A quarter of a trillion dollars is expected to shift from bonds to equities in the coming weeks, part of a move by large investors such as US pensions and sovereign wealth funds that should support equity markets rocked by the Ukraine crisis .
The decline in equity markets since Russia’s invasion of Ukraine late last month will force large institutional investors to replenish their equity portfolios to ensure these positions are consistent with their asset allocation strategies. long-term assets.
The rebalancing, which is expected to take place at the end of the first quarter at the end of this month, will send up to $230 billion shifting from bonds to stocks, according to JPMorgan Chase.
“Large rebalancing flows should support equity markets through the end of this month,” said Nikolaos Panigirtzoglou, strategist at JPMorgan.
The rebalancing comes as funds that target particular allocations, such as 60% equities and 40% bonds, reorganize their holdings ahead of the usual quarter-end reporting requirements.
U.S. defined-benefit pension plans, which collectively manage assets of around $8 trillion, are expected to shift $126 billion into stocks from bonds in March to ensure their portfolios stay on track. to achieve their long-term performance goals.
JPMorgan also estimated that stock markets could see $24 billion in inflows this month from “balanced” U.S. mutual funds that invest in both stocks and bonds.
Japan’s $1.6 billion government pension investment fund, the world’s largest pension scheme, could move $40 billion, while about $22 billion could be moved by the Norwegian oil fund of $1.3 billion, the largest sovereign investor in the world.

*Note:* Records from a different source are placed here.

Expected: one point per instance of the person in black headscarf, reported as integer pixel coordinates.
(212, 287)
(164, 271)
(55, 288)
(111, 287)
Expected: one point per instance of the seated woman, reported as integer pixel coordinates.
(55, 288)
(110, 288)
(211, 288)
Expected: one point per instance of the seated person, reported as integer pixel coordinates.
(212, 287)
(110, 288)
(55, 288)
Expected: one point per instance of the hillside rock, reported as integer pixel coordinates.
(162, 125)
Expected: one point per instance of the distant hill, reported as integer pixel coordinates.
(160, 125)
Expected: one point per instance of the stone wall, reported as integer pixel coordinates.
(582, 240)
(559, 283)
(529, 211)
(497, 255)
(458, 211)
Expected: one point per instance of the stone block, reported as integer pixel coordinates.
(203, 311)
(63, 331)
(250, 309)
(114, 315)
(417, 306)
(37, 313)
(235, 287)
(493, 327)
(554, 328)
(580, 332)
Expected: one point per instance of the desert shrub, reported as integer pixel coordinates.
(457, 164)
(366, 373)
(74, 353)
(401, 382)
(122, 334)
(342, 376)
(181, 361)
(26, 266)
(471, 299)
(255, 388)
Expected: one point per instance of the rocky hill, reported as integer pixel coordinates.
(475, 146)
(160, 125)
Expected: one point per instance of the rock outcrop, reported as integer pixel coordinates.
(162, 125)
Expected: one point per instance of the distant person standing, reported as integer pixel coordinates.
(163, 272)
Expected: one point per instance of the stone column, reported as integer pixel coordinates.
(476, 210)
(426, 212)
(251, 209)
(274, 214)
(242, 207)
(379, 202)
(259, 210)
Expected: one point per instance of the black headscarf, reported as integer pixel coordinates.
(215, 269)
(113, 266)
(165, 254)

Higher oil prices so far this year will also provide Norges Bank Investment Management with additional revenue which should result in additional capital inflows.
The Swiss central bank has increased its equity holdings after accumulating additional foreign exchange reserves following interventions aimed at tempering the strength of the Swiss franc since 2008. JPMorgan estimated that the Swiss National Bank could allocate $15 billion in shares before the end of March, reversing the estimated $12 billion in equity sales made in the last quarter of 2021.
Large investors’ cash holdings have risen sharply in recent weeks, surpassing the level reached in March 2020 at the start of the pandemic, when containment measures suppressed economic activity. The increase in cash holdings so far this year reflects concerns about the implications of the war in Ukraine and the risk that sharp rises in commodity prices could push Europe into an economic recession.
Panigirtzoglou said European stock markets are pricing in a 78% chance of a recession in Europe, while the US stock market is inferring a 50% chance of a US recession. Investors in the US and European bond markets seem more optimistic about the outlook and attributed lower odds to risks of economic recession, although the US Federal Reserve and European Central Bank are expected to raise interest rates this year.
Inigo Fraser-Jenkins, senior analyst at AllianceBernstein, said it was “too easy” to take a negative view of the stock market outlook, given high stock valuations, heightened economic risks from the conflict Russian-Ukrainian crisis and the need for central banks to fight inflation through tighter monetary policies.
“Investors are faced with tough choices. The prospect of lower returns will force a rethink of portfolios. But equities remain a staple portfolio anchor for any investor looking to fight inflation, whether it’s a pension plan, sovereign wealth fund, endowment or family. office,” he added.